Robertson Davies | |
---|---|
Born |
28 August 1913 Thamesville, Ontario, Canada |
Died | December 2, 1995 Orangeville, Ontario, Canada |
(aged 82)
Occupation | Journalist, playwright, professor, critic, novelist |
Nationality | Canadian |
Alma mater |
Queen's University (did not graduate) Balliol College, Oxford |
Genre | novels, plays, essays and reviews |
Notable works | The Deptford Trilogy, The Cornish Trilogy, The Salterton Trilogy |
Spouse | Brenda Ethel Davies (m. 1940, 1917-2012) |
Children | Jennifer Surridge, Miranda Davies, Rosamond Bailey |
William Robertson Davies, CC, OOnt, FRSC, FRSL (August 28, 1913– December 2, 1995) was a Canadian novelist, playwright, critic, journalist, and professor. He was one of Canada's best known and most popular authors and one of its most distinguished "men of letters", a term Davies is variously said to have both gladly accepted for himself and to have detested. Davies was the founding Master of Massey College, a graduate residential college associated with the University of Toronto.
Davies was born in Thamesville, Ontario, the third son of William Rupert Davies and Florence Sheppard McKay. Growing up, Davies was surrounded by books and lively language.
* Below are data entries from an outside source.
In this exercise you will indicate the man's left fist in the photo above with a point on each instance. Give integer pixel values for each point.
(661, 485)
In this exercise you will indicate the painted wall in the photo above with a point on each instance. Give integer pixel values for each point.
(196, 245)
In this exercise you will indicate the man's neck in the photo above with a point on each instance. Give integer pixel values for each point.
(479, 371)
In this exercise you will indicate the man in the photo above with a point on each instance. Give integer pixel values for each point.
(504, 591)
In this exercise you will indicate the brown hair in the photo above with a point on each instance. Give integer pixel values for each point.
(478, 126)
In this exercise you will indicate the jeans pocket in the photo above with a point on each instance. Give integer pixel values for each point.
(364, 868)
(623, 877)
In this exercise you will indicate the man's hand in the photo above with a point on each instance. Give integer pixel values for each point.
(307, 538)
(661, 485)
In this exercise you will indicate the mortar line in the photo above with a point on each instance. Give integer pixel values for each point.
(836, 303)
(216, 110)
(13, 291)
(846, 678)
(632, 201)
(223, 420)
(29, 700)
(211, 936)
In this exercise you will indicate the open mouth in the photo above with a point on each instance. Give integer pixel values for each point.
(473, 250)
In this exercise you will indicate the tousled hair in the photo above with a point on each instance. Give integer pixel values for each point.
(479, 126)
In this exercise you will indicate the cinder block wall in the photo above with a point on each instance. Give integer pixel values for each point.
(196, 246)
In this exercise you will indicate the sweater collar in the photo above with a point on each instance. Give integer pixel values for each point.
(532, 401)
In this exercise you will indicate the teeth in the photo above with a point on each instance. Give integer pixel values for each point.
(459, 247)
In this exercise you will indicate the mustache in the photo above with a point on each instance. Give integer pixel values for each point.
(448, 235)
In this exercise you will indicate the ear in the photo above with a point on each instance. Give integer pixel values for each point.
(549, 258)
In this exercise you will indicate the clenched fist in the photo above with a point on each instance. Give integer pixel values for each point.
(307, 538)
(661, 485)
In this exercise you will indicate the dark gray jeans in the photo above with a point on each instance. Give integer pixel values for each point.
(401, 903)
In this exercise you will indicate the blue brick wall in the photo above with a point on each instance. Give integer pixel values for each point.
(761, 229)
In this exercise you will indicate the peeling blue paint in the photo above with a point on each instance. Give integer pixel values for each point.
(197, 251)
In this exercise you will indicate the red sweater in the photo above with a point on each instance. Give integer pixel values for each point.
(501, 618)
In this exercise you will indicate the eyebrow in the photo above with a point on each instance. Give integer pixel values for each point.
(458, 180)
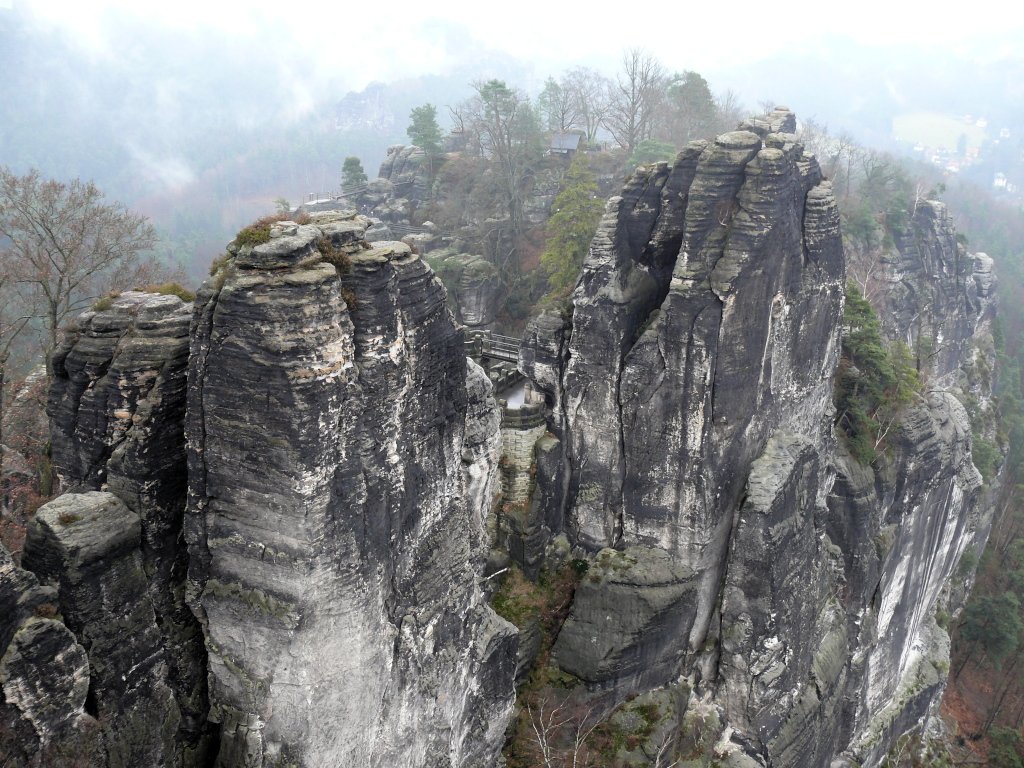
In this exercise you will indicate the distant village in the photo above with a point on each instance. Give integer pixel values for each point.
(997, 161)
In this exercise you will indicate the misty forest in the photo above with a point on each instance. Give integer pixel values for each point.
(523, 392)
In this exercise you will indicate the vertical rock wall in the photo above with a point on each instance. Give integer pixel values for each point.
(691, 385)
(341, 462)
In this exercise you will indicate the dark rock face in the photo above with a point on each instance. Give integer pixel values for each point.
(342, 459)
(44, 673)
(691, 385)
(117, 413)
(706, 321)
(87, 545)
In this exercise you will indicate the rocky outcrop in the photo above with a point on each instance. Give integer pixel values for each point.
(406, 167)
(342, 459)
(690, 383)
(44, 673)
(117, 421)
(473, 285)
(88, 546)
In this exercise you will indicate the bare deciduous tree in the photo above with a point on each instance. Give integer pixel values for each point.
(590, 89)
(634, 98)
(66, 246)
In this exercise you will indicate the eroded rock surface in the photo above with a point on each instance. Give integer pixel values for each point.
(342, 459)
(690, 382)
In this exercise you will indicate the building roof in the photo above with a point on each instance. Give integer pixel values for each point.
(565, 141)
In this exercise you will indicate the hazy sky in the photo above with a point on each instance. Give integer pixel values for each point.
(351, 44)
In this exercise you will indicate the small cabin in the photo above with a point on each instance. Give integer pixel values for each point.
(564, 143)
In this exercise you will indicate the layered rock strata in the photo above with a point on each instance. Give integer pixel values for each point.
(88, 546)
(342, 459)
(117, 410)
(690, 384)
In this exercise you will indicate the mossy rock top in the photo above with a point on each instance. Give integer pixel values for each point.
(81, 528)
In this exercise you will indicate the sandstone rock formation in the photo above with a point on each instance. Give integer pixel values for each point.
(280, 501)
(342, 456)
(690, 383)
(342, 459)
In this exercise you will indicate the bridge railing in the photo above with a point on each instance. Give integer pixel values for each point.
(486, 344)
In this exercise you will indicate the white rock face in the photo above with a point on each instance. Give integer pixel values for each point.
(343, 457)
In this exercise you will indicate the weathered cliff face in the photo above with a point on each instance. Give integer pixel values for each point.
(904, 523)
(341, 459)
(341, 463)
(117, 422)
(691, 387)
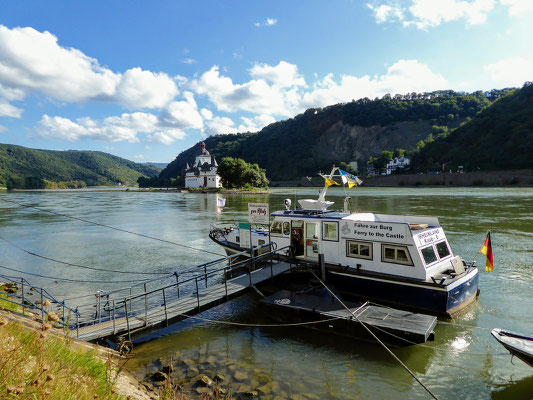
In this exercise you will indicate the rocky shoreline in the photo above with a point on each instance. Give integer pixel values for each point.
(208, 377)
His father, Senator William Rupert Davies, was a newspaperman from Welshpool, Wales, and both parents were voracious readers. He followed in their footsteps and read everything he could. He also participated in theatrical productions as a child, where he developed a lifelong interest in drama.
He spent his formative years in Renfrew, Ontario (Blairlogie in his novel What's Bred in the Bone); many of the novel's characters are named after families he knew there. He attended Upper Canada College in Toronto from 1926 to 1932 and while there attended services at the Church of St. Mary Magdalene. He would later leave the Presbyterian Church and join Anglicanism over objections to Calvinist theology. Davies later used his experience of the ceremonial of High Mass at St. Mary Magdalene's in his novel The Cunning Man.